Metalheads and club kids need to schedule a play date.
I started my evening anticipating a violent contrast between the beginning of my adventure at Rock on The Range and the end, LeBoom at Skully’s Music-Diner. But as the night unfolded, my preconceived notions about each event unraveled.
The sights and sounds of Rock on the Range are as entertaining as the line-up. The media tent was crawling with rock stars and reporters. Dean Pleasants of Suicidal Tendencies gave an interview at one table, while radio personalities trolled Facebook at another. Outside, a man in head-to-toe denim rolled down the entire marked-off section of bleachers to the left of the main stage. By the time he hit the last bench, it was impossible to tell if the roaring applause was for him or the band. Power Rangers (Rock on the Rangers, get it?) in every color combed the grounds. Girls in fishnet stockings took selfies by the playground, while a kid with a flat-bill hat smoked Marlboros by the slide.
At the main stage, Slayer’s signature pentagram banner was met with raucous screams. The crowd pushed in tightly to the stage.

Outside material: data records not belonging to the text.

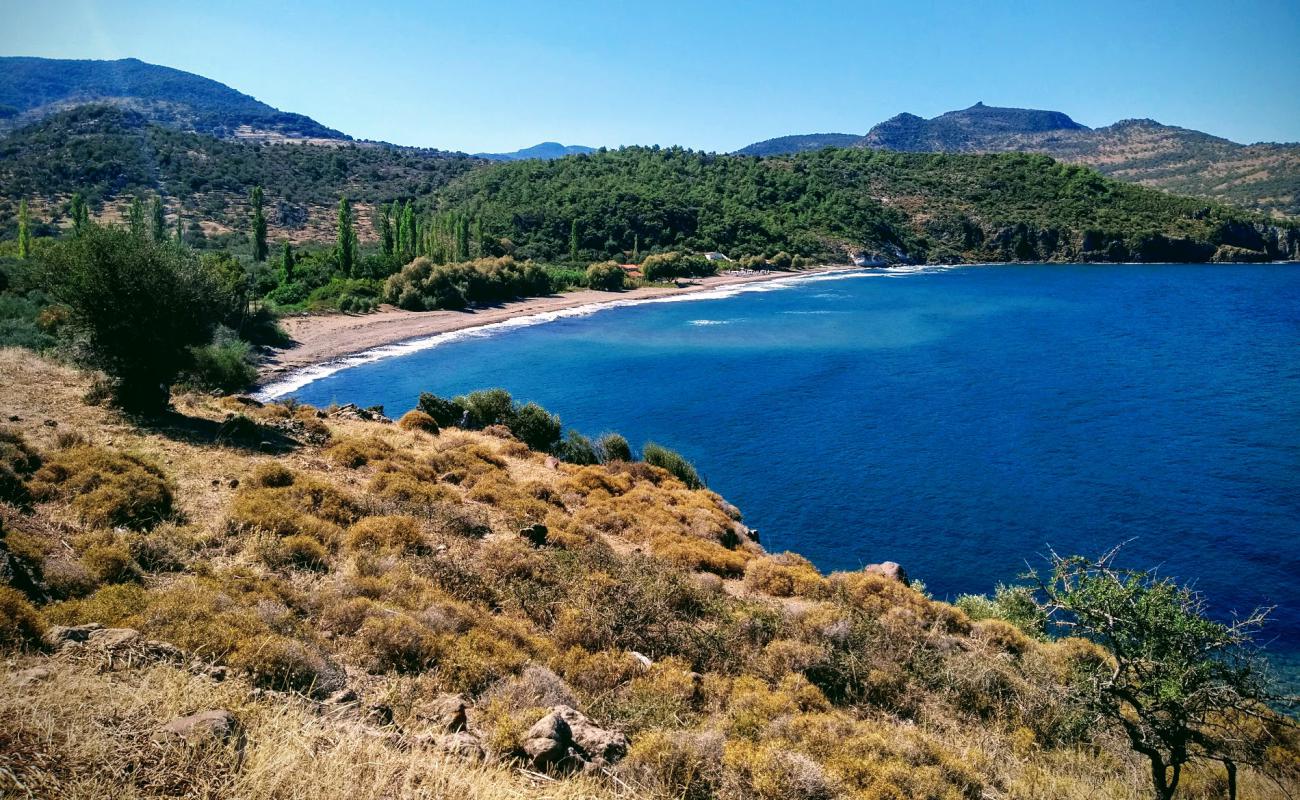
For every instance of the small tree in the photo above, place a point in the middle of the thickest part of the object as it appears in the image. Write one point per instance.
(1181, 686)
(157, 219)
(24, 230)
(139, 305)
(346, 249)
(259, 225)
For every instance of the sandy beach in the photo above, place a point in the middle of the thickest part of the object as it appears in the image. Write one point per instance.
(326, 337)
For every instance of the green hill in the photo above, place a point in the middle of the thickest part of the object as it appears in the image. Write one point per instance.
(33, 89)
(832, 202)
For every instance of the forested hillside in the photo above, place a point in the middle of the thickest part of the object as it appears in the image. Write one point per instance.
(33, 89)
(108, 154)
(828, 203)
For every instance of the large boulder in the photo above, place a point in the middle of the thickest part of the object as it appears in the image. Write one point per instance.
(567, 739)
(217, 725)
(443, 714)
(888, 569)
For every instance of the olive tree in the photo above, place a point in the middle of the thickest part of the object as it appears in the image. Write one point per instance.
(138, 307)
(1181, 686)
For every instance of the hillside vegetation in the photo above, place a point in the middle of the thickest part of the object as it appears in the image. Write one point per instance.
(371, 610)
(827, 203)
(33, 89)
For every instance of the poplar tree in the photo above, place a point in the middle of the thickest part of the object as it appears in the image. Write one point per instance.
(135, 216)
(346, 238)
(386, 229)
(24, 230)
(286, 264)
(157, 220)
(259, 225)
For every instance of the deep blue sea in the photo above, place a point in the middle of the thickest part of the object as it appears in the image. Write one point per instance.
(961, 422)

Every time Kerry King hit a chord, a jolt of electricity shot through the crowd.
After seeing both Super Mario Brothers crowd surf during Slayer’s set, I headed to the Short North.
The air was already heavy with sweat by the time I got to Skully’s. A chorus line of women in furry leg-warmers and fishnet stockings took seflies in the bathroom, while a group of guys stood by the door and trolled Facebook. A guy wearing a pentagram sweatshirt leaned on the bar as a kid with a furry headpiece ordered drinks.

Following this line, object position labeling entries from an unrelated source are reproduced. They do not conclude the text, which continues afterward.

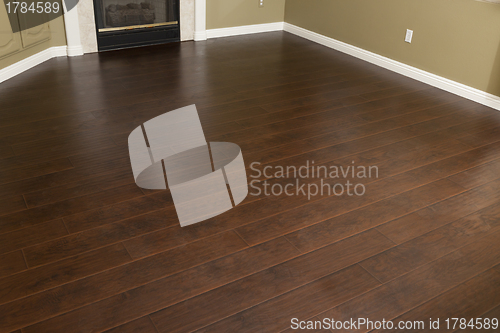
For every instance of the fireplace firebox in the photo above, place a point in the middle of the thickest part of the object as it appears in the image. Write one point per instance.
(130, 23)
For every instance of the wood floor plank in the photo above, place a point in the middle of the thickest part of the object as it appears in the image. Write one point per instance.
(73, 244)
(64, 208)
(141, 325)
(420, 222)
(230, 299)
(11, 263)
(336, 228)
(46, 277)
(470, 300)
(12, 204)
(73, 190)
(35, 170)
(477, 176)
(433, 245)
(137, 302)
(492, 314)
(276, 314)
(117, 212)
(316, 323)
(25, 237)
(171, 268)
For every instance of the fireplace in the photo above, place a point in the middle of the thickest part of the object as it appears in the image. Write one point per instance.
(131, 23)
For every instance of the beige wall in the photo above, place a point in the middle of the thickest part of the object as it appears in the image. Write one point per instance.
(57, 38)
(457, 39)
(233, 13)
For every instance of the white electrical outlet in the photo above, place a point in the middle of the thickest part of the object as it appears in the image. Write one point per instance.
(409, 35)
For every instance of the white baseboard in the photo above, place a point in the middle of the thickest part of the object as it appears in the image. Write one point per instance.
(30, 62)
(245, 29)
(454, 87)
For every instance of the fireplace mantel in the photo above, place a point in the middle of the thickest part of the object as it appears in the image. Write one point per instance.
(81, 33)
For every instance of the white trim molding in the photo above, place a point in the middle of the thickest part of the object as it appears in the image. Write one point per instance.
(437, 81)
(30, 62)
(245, 29)
(72, 26)
(200, 20)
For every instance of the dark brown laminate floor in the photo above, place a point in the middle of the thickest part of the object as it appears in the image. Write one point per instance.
(83, 249)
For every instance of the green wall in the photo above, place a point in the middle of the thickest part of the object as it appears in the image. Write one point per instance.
(233, 13)
(456, 39)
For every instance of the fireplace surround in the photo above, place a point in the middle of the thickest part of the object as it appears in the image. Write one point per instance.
(83, 28)
(130, 23)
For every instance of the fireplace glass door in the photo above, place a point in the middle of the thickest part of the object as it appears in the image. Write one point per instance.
(129, 23)
(130, 14)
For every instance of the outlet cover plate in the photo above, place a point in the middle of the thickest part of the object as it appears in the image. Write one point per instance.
(409, 35)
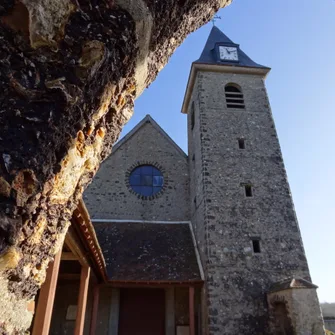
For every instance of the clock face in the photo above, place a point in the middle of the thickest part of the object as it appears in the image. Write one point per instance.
(228, 53)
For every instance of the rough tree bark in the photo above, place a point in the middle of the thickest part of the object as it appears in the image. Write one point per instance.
(69, 73)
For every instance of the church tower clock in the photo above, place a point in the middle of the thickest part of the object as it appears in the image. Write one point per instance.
(256, 272)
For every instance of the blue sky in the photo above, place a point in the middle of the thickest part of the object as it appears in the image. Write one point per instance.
(296, 39)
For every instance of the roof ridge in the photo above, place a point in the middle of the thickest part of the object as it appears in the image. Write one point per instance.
(148, 118)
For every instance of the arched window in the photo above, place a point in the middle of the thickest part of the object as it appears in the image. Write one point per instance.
(146, 180)
(234, 96)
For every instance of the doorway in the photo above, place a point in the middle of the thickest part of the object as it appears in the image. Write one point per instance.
(142, 312)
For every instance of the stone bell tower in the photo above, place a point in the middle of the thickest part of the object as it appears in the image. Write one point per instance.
(257, 276)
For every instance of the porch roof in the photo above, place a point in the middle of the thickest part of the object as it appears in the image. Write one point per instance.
(148, 252)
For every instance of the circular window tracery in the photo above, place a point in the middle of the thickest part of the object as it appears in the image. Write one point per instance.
(146, 180)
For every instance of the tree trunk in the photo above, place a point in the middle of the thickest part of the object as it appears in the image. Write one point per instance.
(69, 73)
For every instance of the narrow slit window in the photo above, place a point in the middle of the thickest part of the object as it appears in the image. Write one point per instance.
(256, 245)
(248, 191)
(192, 116)
(234, 97)
(241, 143)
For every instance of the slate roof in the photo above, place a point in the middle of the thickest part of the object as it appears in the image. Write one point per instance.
(291, 283)
(136, 252)
(148, 119)
(208, 55)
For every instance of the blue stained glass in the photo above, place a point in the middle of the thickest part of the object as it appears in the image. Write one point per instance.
(157, 181)
(156, 172)
(137, 189)
(146, 180)
(146, 169)
(146, 190)
(135, 179)
(137, 171)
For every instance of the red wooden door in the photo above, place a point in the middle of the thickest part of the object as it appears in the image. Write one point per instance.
(142, 312)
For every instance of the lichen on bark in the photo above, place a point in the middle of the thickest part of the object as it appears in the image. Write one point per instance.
(69, 73)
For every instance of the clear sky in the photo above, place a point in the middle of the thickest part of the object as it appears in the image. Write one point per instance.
(296, 38)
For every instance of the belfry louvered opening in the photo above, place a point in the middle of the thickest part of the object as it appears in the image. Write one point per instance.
(234, 97)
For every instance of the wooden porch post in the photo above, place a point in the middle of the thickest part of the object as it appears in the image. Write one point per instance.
(191, 310)
(46, 298)
(94, 314)
(82, 300)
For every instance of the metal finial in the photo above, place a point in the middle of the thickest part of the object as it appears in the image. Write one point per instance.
(215, 18)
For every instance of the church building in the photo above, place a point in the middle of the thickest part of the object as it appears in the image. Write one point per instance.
(205, 242)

Just as at ROTR, projections of Baphomet splashed behind the DJ, as the crowd pushed up tightly to the stage. Every time Mercer or Great Dane had a dramatic beat drop, a jolt of electricity shot through the crowd. By the time I heard DMX, I headed home.
I started my evening expecting a violent contrast between where my night started and where it ended. Instead, the sold-out metal festival and the dance party that seemed so inherently different proved to be more alike than either side would admit. The music may change, but people will always be people.
Editor’s note: Downtown Abbey is a semi-regular documentation of a random night on the town.